FrankTa · ‎06-28-2024

Hi!

We are using Databricks on Azure on production since about 3 months. A big part of what we use Databricks for is processing data using a workflow with various Python notebooks. We run the workflow on a 'Pools' cluster and on a 'All-purpose compute'. All computes use Databricks Runtime Version 13.3 LTS.

Since about 3 weeks we have been facing regular failures of tasks in our pipeline that all seem to be due to technical and non-reproducible errors. In most cases a repair of the task fixes runs just fine, but obviously our trust in the platform has taken a beating because of this.

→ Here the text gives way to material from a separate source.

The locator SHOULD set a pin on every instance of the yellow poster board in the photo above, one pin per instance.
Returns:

Some of the problems we regularly see:

Cluster 'xxx' was terminated. Reason: COMMUNICATION_LOST (CLOUD_FAILURE)
Failed to acquire a SAS token for list on /__unitystorage/catalogs/xxx/tables/xxx/_delta_log due to java.util.concurrent.ExecutionException: org.apache.spark.sql.AnalysisException: 403: Invalid Authorization
Fatal error: The Python kernel is unresponsive.
run failed with error message Cluster xxx became unusable during the run since the driver became unhealthy
com.databricks.common.client.DatabricksServiceHttpClientException: 403: Invalid Authorization

Our Databricks instance is hosted in Azure West Europe.

Does anybody have similar experiences? And if so, did you find a way to add more stability?